The American Academy in Rome held the Janet and Arthur Ross Rome Prize Ceremony on April 14 at New York’s Harmonie Club to announce the winners of the 2011–12 Fellowships. The ceremony was well attended by over three hundred guests, including many Academy Trustees, Fellows, and Residents.
After the Rome Prize winners’ names were announced, the audience enjoyed a program entitled “Poetry, Visual Art, and Place,” presented by the Academy’s Andrew Heiskell Arts Director Karl Kirchwey (1995 Fellow), Trustee Mark Strand (1983 Resident), and Rosanna Warren (2001 Resident)
The poets read their own works as well as poems by other writers, including the nineteenth-century Trastevere poet Giuseppe Gioachino Belli, Jane Flanders, Thom Gunn, Adrienne Rich, the Polish Nobel Laureate poet Wislawa Szymborska, and Richard Wilbur (1955 Fellow).
The three poets explored the connection between poetry and works of visual or sculptural art (so-called ekphrastic poems) and between poetry and geographical place, specifically that of the city of Rome.

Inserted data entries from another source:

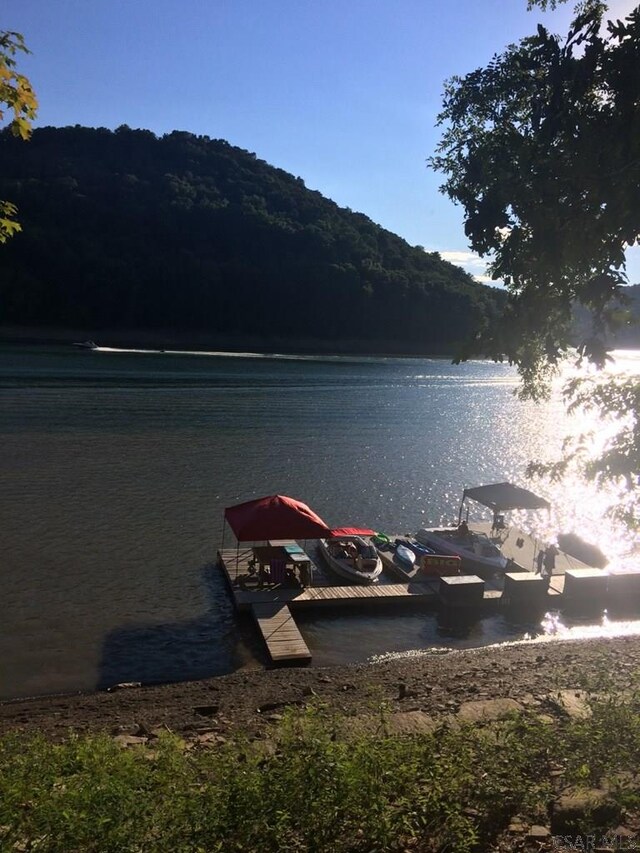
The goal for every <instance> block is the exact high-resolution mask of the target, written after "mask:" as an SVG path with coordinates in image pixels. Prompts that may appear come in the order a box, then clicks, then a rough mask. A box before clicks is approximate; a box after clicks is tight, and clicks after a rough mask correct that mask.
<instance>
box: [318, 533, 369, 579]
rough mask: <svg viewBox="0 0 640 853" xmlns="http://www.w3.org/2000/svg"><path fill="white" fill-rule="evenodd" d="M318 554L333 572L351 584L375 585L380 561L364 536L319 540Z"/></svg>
mask: <svg viewBox="0 0 640 853" xmlns="http://www.w3.org/2000/svg"><path fill="white" fill-rule="evenodd" d="M319 544H320V552H321V553H322V556H323V557H324V559H325V560H326V562H327V564H328V565H329V567H330V568H331V569H333V571H334V572H335V573H336V574H338V575H340V577H343V578H345V579H346V580H348V581H351V583H361V584H370V583H377V581H378V578H379V577H380V574H381V573H382V560H381V559H380V555H379V554H378V552H377V550H376V548H375V546H374V545H373V543H372V542H371V540H370V539H369V538H367V537H364V536H332V537H330V538H328V539H320V540H319Z"/></svg>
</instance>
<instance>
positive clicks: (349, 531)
mask: <svg viewBox="0 0 640 853" xmlns="http://www.w3.org/2000/svg"><path fill="white" fill-rule="evenodd" d="M329 535H330V536H338V537H339V536H375V535H376V531H375V530H369V528H368V527H334V528H333V530H330V531H329Z"/></svg>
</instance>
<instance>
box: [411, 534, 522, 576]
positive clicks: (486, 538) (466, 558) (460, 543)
mask: <svg viewBox="0 0 640 853" xmlns="http://www.w3.org/2000/svg"><path fill="white" fill-rule="evenodd" d="M416 539H417V540H418V542H421V543H422V544H423V545H426V546H427V547H429V548H433V550H434V551H435V552H436V553H437V554H449V555H451V556H453V557H460V559H461V561H462V569H463V571H465V572H471V573H473V574H476V575H479V576H480V577H491V576H492V575H494V574H496V573H497V572H505V571H506V569H507V563H508V561H507V558H506V557H505V556H504V555H503V554H502V553H501V552H500V549H499V548H497V547H496V546H495V545H494V544H493V542H492V541H491V540H490V539H489V537H488V536H487V535H486V533H479V532H476V531H473V530H468V531H467V530H463V531H461V530H460V528H458V527H449V528H444V529H441V530H431V529H427V528H421V529H420V530H418V532H417V533H416Z"/></svg>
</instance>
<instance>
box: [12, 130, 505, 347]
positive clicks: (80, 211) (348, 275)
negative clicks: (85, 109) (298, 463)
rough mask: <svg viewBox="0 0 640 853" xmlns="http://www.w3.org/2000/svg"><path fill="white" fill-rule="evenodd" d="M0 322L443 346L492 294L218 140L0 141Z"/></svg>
mask: <svg viewBox="0 0 640 853" xmlns="http://www.w3.org/2000/svg"><path fill="white" fill-rule="evenodd" d="M0 164H1V167H0V172H1V174H0V198H10V199H11V200H12V201H13V202H15V203H16V204H17V205H18V209H19V214H18V217H19V219H20V222H21V224H22V226H23V231H22V233H21V234H19V235H17V236H16V237H15V239H13V240H11V241H10V242H9V243H8V244H7V245H6V246H5V247H3V249H2V252H0V324H1V325H3V326H11V325H20V326H30V327H39V328H43V329H46V328H52V327H66V328H75V329H86V330H88V331H89V330H90V331H91V332H96V331H100V330H109V331H111V332H114V331H118V332H128V333H135V332H146V333H148V332H154V333H157V337H158V339H161V338H162V335H163V334H165V333H167V332H173V333H179V334H180V335H181V336H182V337H183V339H188V338H189V336H190V335H191V336H193V337H194V339H195V338H196V337H197V338H198V339H199V340H203V339H206V340H208V341H210V342H211V343H212V344H215V342H216V341H218V340H223V341H224V342H225V343H226V344H227V345H228V344H229V342H233V341H234V340H237V342H238V344H239V345H240V346H241V345H243V342H244V341H246V340H248V339H252V340H254V341H260V342H262V344H263V345H264V346H266V347H268V346H269V345H271V344H274V343H276V342H277V343H278V344H279V345H281V346H282V345H284V344H287V343H288V345H289V348H290V349H295V348H305V347H306V348H311V349H312V348H314V346H316V345H318V346H320V347H324V348H329V349H334V350H336V351H358V350H359V351H370V352H407V353H435V352H445V351H451V350H452V348H453V347H454V346H455V345H456V343H457V342H459V341H460V340H462V339H464V338H465V337H466V336H467V335H469V334H470V333H471V332H472V330H473V329H474V328H475V327H476V326H477V324H478V323H479V322H482V320H483V318H484V317H486V316H487V315H488V314H489V313H491V311H492V310H493V307H494V303H495V300H496V298H499V296H498V297H497V296H496V291H495V290H493V289H491V288H487V287H485V286H483V285H481V284H478V283H477V282H475V281H474V280H473V279H472V278H471V277H470V276H468V275H467V274H466V273H464V272H463V271H462V270H461V269H460V268H458V267H456V266H453V265H452V264H449V263H447V262H445V261H443V260H442V259H441V258H440V256H439V255H438V254H437V253H435V252H434V253H429V252H425V251H424V250H423V249H422V248H421V247H411V246H409V245H408V244H407V243H406V242H405V241H404V240H402V239H401V238H400V237H398V236H396V235H395V234H392V233H391V232H389V231H386V230H384V229H383V228H380V227H379V226H377V225H375V224H374V223H373V222H372V221H371V220H370V219H368V218H367V217H366V216H364V215H362V214H358V213H353V212H352V211H351V210H348V209H344V208H340V207H338V206H337V205H336V204H335V203H334V202H332V201H330V200H329V199H327V198H325V197H323V196H322V195H321V194H320V193H319V192H314V191H312V190H308V189H307V188H306V187H305V185H304V182H303V180H302V179H301V178H296V177H294V176H292V175H290V174H288V173H286V172H284V171H282V170H281V169H277V168H274V167H272V166H270V165H269V164H267V163H266V162H264V161H263V160H260V159H258V158H257V157H256V155H255V154H251V153H249V152H247V151H244V150H241V149H239V148H235V147H233V146H231V145H229V144H228V143H227V142H225V141H223V140H213V139H209V138H208V137H203V136H194V135H192V134H189V133H184V132H177V131H176V132H173V133H170V134H167V135H166V136H163V137H160V138H158V137H156V136H155V135H154V134H153V133H151V132H149V131H145V130H131V129H130V128H128V127H121V128H118V129H117V130H116V131H110V130H107V129H105V128H97V129H93V128H85V127H79V126H76V127H66V128H53V127H46V128H41V129H39V130H36V131H34V133H33V136H32V139H31V141H30V142H29V143H26V144H25V143H24V142H21V141H20V140H16V139H15V138H14V137H12V136H11V135H10V134H9V133H7V132H4V133H0Z"/></svg>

Strand read his pair of villanelles entitled “Two DeChiricos,” with the Italian artist’s paintings The Philosopher’s Conquest and The Disquieting Muses accompanying them. He then read Wilbur’s beautiful poems “Piazza di Spagna, Early Morning” and “A Baroque Wall-Fountain in the Villa Sciarra.”
Warren followed with two searching poetic meditations of her own, one set in the AAR Bass Garden (“Eclogue”) and one set in the Roman Forum and then in the front courtyard of the AAR (“What Leaves”). She proceeded to read two poems by Belli, both in their English translations by Mike Stock and, with great spirit, in their original Roman dialect. Warren concluded with a reading of Gunn’s early meditation on Caravaggio’s Conversion of St. Paul in Santa Maria del Popolo.
Kirchwey shifted the focus briefly to the New World with a reading of Rich’s poem “Mourning Picture,” based on a dreamlike funerary landscape, set in the Berkshires of Massachusetts, by the nineteenth-century painter Edwin Romanzo Elmer.
As an example of what is called “unassessable actual ekphrasis”—a poem about a work of art that cannot be positively identified, as, for example, Keats’s “Ode on a Grecian Urn”—Kirchwey read one of his translations from Paul Verlaine’s first book, the Poemes saturniens (just published by Princeton University Press), in which Verlaine describes a portrait of Cesare Borgia once attributed to Raphael but now thought to be by Parmigianino. He then read his own poems “Body and Mask,” about a decorative plaque in the Villa Doria Pamphilj, and “Santa Maria in Trastevere,” addressing some lines of Ezra Pound’s about the familiar Trastevere church as well as the apse mosaics of the Virgin and Christ enthroned.
Kirchwey next presented a very different kind of ekphrasis, Flanders’s poem “The House That Fear Built,” taking its form from the childhood ditty “The House That Jack Built” but addressing an iconic photograph from the Holocaust, that of a soldier training his gun on a boy with his hands over his head in the Warsaw Ghetto in the spring of 1943.
Kirchwey concluded by reading Szymborska’s brief and epigrammatic poem based on Pieter Brueghel the Elder’s painting Two Monkeys. Strand, Warren, and Kirchwey then responded to questions from the audience.